Os portugueses ocuparam faixas importantes do território do continente africano, que hoje correspondem a países como Angola e Moçambique. Nessas regiões se constituiu um contato contínuo durante o período do tráfico de escravizados, que durou três séculos e meio. Segundo o professor, nos longos períodos de translado compulsório de populações africanas para o Brasil, as pessoas acabavam tendo contato linguístico com diferentes estruturas, o que acontecia em condições precárias e de extrema violência.
“Essas interferências linguísticas aconteceram mais marcadamente no português do Brasil por conta do grande contingente de pessoas negras africanas que entraram no país e aqui se estabeleceram. E que apesar da violência da escravidão, constituíram núcleos familiares, de sociabilidade, mantiveram suas práticas culturais, interagiram com valores europeus e de outras populações, gerando uma lógica linguística extremamente dinâmica”, afirma Almeida Pereira.
Segundo o pesquisador, dentro dessa lógica, é possível destacar dois importantes troncos linguísticos – o iorubá e o banto, do qual alguns idiomas são mais conhecidos atualmente, como o quimbundo e o quicongo. É o que aponta o livro “A Influência Africana no Português do Brasil” (1933), escrito pelo embaixador e folclorista Renato Mendonça.

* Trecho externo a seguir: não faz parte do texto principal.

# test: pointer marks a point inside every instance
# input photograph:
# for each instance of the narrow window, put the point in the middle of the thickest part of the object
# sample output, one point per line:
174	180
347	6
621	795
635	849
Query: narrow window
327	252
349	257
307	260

“Ele ressalta, por exemplo, a grande presença de termos nasais oriundos dessas línguas do tronco banto e que de certo modo, entraram na formação do português que se fala hoje no Brasil, realçando essa fluência e essa musicalidade que, tantas vezes, é destacada por ouvintes de outros idiomas”, destaca.
Os idiomas bantos formam o português brasileiro, também, de forma filosófica: por meio de provérbios. De acordo com Pereira, o uso desses pensamentos não é uma prática sociocultural exclusivamente africana, mas muito comum entre populações de afrodescendentes no Brasil, principalmente em áreas rurais, como forma de estabelecer diálogo ou ampliar o campo da argumentação. “Esse uso do provérbio, tão caro entre as populações bantos, é mais que uma estrutura linguística ou uma frase. É a expressão de certos valores sociais, experiências de vida e percepções do mundo”, conta.

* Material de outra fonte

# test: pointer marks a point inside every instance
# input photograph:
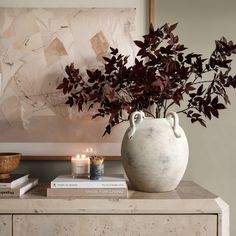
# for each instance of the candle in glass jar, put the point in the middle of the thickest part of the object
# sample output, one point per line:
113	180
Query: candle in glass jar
80	166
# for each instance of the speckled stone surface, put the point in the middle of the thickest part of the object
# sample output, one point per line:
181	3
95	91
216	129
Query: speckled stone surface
5	225
116	225
188	210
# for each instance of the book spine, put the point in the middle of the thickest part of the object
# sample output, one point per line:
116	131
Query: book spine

O ponto de vista da doutoranda Aliria Wiura é semelhante ao do professor sob a perspectiva multicultural do país. “Estamos em constante contato com diversos povos e outras culturas, mas as raízes ancestrais não morrem. Mesmo que estejamos em constante evolução, as raízes ancestrais não serão arrancadas, estarão vivas, entrelaçadas com o português”, finaliza.
Dica de leitura: “Latim em pó: um passeio pela formação do nosso português”, do professor da Universidade Federal do Paraná (UFPR), Caetano W. Galindo (Companhia das Letras, 2022).
A obra oferece uma visão sobre vários aspectos da língua portuguesa no território brasileiro, passando pelas contribuições da cultura europeia, indígena e africana. De acordo com o professor Edmilson de Almeida Pereira, a obra demonstra a existência de uma estabilidade no sistema linguístico e de uma transformação gerada por elementos da contemporaneidade.
“De alguma maneira, essa força de manutenção e coesão e essa outra força de dispersão e mudança, acabam por ser o retrato de uma ordem social dinâmica, como é a brasileira.”